Mehr als 20 Jahre ist Jorge Diez im Automobildesign tätig. Seit dem 1. Dezember 2020 bringt er seine Expertise als Designchef bei Seat und Cupra ein. Im Interview spricht Diez über gutes Design, die Arbeit bei Cupra und wie es in Zukunft auf unseren Straßen aussehen könnte.

Was zeichnet in Ihren Augen gutes Automobildesign aus?

"Gutes Automobildesign transportiert Gefühle und ist ausdrucksstark", erklärt Díez. Für ihn müssen Fahrzeuge eine magische Anziehungskraft versprühen: "Wenn ich vor einem Fahrzeug stehe, dann möchte ich meinen Blick davon nicht mehr lösen können.

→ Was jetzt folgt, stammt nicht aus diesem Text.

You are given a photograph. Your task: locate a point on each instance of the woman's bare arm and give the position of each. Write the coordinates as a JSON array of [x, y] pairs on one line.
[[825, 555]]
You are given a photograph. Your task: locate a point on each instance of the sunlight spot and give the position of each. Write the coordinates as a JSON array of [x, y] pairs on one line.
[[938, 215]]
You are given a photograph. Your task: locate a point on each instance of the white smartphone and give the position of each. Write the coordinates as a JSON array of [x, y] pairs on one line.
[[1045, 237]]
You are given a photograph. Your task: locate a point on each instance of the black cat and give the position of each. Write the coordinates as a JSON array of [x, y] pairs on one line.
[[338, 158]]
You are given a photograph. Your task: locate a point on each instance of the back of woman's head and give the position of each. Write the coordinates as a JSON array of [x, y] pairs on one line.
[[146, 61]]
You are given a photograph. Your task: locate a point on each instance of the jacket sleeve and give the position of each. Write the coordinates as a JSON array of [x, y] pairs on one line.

Es muss in mir das Verlangen wecken, genauer hinzuschauen und jedes Detail aufsaugen zu wollen." Automobildesign verwende seine ganz eigene Sprache, erklärt Díez: "Autos können ohne Worte reden."

Werfen wir einen Blick auf die Designsprache von Cupra : Was gefällt Ihnen besonders?

"Cupra hat über die vergangenen Jahre eine sehr eigenständige Identität entwickelt", merkt Díez an. "Mit einer neuen Marke zu arbeiten, bietet sehr viele Freiräume. Wer wir sein wollen, können wir ohne irgendwelche Grenzen selbst bestimmen. Es ist ein ungemein spannender Prozess, die Designsprachen - und damit auch die DNA - einer Marke zu entwickeln. Wo soll die Reise hingehen? Was macht die Marke aus? Mittlerweile haben wir eine Linie mit Wiedererkennungswert gefunden."

Der Designchef führt einige Beispiele an: "Die neue Linie lässt sich an unserem einzigartigen Kupferton erkennen, der den Sonnenuntergang von Barcelona widerspiegelt. Aber auch an den Lichtern der Fahrzeuge, die die Entschlossenheit in unseren Augen aufgreifen. Und nicht zuletzt an den skulpturalen Oberflächen und an den unerwarteten Details."

Díez schätzt, dass in das Design von Cupra - wie beim Kupferton - der Charakter der Region mit einfließt: "Wir sind hier in Barcelona - diese Stadt hat ihren ganz eigenen Charakter, geprägt durch ihre Architektur, das Mittelmeer und die Menschen, die hier leben. Diese Stadt ist ausdrucksstark, manchmal auch etwas laut. Und das fließt natürlich in das Design unserer Fahrzeuge ein." Ein enorm wichtiger Prozess, wie Díez betont: "So transportieren wir nicht einfach ein Produkt in ein anderes Land, sondern haben die Chance, unsere Kultur weiterzutragen."

Was denken Sie: Wie werden Autos in der Zukunft aussehen?

"Autos sind vollständig mit den gesellschaftlichen Entwicklungen ihrer Zeit verbunden. Aktuell sehen wir eine Revolution der Technologie und der Bildung. Dabei müssen wir uns die Frage stellen: Wie werden die Unternehmen diese Technologie annehmen und für sich nutzen?", sagt Díez. Bei Cupra sieht er eine klare Richtung: "Wir lieben es zu fahren und möchten nicht, dass uns die Technologie die Freude am Fahren nimmt. Daher wollen wir keine langweiligen Autos bauen. In Zeiten der Elektromobilität braucht es Fahrzeuge, die Emotionen provozieren. Am Ende haben wir nur ein Leben, und Emotionen sind der wichtigste Bestandteil davon."